Programme Notes by Eric Lyon:
My first work for biomuse, the Biomuse Trio is scored for violin, laptop and Biomuse. This work was developed in close collaboration with biomuse inventor Ben Knapp and violinist Gascia Ouzounian, with frequent rehearsals during the course of composition. We initially explored performance interaction between the three instruments. However the division of labor that emerged soon favored interactions between violin and biomuse. It became clear that the musical gestures of violin and biomuse were simply much more interesting to watch than those on laptop. So the role of the laptop became primarily to capture and edit violin samples, and to manage the progression of the Max patch through each movement. As in my other computer chamber music, the computer sounds are all derived from acoustic sounds captured during performance. The initial violin chord is sampled by the laptop performer and quickly edited. Shortly thereafter, stacks of this chord are triggered using forearm EMG signals. This chord then serves as the source for most of the computer-generated sounds heard during the rest of the movement. An attraction of this approach is that the compositionally fixed harmonic and rhythmic patterns will vary sonically between performances, as differences in the quality of the performed chord and other live-sampled materials propagate through the various DSP processing schemes. Of course this happens naturally in successful acoustic instrumental performances; it does not happen to nearly the same degree in performance with the playback of prepared sound files. While this is attractive, the use of live sampling can introduce new problems: insufficient production value, enhanced flaws of the sound environment, and a critical danger from incorrectly played or (much worse) missed sampled sounds.

StemCells – ICME09

November 5th, 2009

‘Stem Cells’ at the International Conference on Music and Emotion (ICME) 2009 in Durham, UK.

Stem Cells by Eric Lyon

Interaction Design and Performance by Ben Knapp

Stem Cells was composed in 2004 by Eric Lyon as a solo laptop piece and premiered by the composer at Ars Electronica. It is performed here in an arrangement for the Biomuse, an instrument that uses on-body measurement of movement and physiological signals for human-computer interaction. The arrangement was created in 2009 as part of a series of collaborations between the composer and Ben Knapp, the Biomuse designer. The original version of the piece defines a large scale form, divided into individual sections that are articulated as Max/MSP patches. Within each section, many options are available to the performer who chooses among the possibilities and performs them with a considerable degree of interpretive freedom. The central compositional idea is to start with simple sonic materials and gradually enrich them through iterative processes.

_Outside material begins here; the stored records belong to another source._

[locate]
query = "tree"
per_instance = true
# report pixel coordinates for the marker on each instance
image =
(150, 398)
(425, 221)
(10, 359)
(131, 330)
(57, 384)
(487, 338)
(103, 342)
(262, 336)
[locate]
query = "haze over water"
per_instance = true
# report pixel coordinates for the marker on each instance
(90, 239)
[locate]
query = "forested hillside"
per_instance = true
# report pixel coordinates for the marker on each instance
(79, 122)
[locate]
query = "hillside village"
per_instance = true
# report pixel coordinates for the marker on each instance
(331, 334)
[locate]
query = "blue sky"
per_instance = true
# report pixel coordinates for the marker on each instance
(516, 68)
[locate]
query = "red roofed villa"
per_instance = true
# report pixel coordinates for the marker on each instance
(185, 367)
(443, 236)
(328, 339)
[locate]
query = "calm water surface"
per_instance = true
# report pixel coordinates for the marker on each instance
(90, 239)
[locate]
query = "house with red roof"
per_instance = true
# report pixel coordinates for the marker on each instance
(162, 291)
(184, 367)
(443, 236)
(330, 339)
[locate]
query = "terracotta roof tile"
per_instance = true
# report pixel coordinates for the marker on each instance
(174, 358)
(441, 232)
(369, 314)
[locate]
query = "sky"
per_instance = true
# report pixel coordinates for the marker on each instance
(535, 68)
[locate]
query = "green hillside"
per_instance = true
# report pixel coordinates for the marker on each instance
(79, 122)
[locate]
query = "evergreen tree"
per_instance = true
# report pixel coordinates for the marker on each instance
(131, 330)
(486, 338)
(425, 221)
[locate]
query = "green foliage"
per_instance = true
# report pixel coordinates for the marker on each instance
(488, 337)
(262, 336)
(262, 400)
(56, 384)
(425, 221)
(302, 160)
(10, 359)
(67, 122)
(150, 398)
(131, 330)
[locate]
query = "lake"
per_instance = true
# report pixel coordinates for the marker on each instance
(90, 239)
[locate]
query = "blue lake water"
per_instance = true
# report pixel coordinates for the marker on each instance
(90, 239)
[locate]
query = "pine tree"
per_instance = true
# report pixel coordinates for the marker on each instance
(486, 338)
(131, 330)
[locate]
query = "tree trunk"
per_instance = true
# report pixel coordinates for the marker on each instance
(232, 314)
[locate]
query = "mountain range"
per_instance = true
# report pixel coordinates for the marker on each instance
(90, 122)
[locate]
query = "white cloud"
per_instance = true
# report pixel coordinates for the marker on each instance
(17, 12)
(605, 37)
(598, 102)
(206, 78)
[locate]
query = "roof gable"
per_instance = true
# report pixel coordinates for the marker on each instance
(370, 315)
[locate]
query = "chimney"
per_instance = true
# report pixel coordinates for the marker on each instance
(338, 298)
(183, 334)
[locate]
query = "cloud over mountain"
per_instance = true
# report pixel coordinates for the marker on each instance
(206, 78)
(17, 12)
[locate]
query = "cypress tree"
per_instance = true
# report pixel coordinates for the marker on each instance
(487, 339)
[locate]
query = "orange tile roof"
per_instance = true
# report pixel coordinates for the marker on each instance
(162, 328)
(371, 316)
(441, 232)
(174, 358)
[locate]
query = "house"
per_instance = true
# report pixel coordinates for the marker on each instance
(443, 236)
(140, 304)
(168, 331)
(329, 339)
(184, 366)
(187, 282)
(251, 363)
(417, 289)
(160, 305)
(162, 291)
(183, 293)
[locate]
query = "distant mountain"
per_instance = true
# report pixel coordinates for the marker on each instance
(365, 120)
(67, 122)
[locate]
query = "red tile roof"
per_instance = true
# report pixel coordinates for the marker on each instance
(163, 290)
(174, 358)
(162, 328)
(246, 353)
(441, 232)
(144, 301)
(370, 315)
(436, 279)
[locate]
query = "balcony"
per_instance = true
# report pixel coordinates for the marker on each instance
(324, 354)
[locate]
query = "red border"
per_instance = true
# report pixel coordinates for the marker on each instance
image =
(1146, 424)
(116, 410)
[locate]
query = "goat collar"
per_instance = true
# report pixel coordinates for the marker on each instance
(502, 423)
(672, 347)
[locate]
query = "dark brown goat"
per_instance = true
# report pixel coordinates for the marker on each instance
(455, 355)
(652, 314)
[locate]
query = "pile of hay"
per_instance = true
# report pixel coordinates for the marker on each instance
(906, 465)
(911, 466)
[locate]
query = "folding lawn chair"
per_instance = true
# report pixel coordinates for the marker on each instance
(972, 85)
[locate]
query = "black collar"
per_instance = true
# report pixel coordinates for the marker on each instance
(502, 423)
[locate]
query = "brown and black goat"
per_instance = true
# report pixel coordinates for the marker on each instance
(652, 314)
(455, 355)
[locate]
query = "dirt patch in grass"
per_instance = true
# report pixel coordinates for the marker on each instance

The arrangement of Stem Cells for Biomuse follows up on a previous project. During 2008, a collaboration between Ben Knapp, violinist Gascia Ouzounian, and the composer established the viability of the Biomuse as a highly responsive chamber music instrument, resulting in the composition of The Biomuse Trio. The Trio’s use of the Biomuse was focused on direct gestural control. Following the success of this project, work began on exploring the possibility of controlling the instrument with a higher level of pattern recognition: transmuting not just movement, but also emotional states into musical control. Thus the interaction design and ultimately performance of the piece would involve the precise control of both external movement and internal state. After considering the possibility of composing a new piece for Biomuse, the decision was taken to arrange an existing piece. It was felt that whereas a new piece would exclusively play to the strengths of the Biomuse, an arrangement of an existing piece would more critically test the limits of the Biomuse by forcing a consideration of musical situations that might be difficult, but not impossible to realize on the instrument.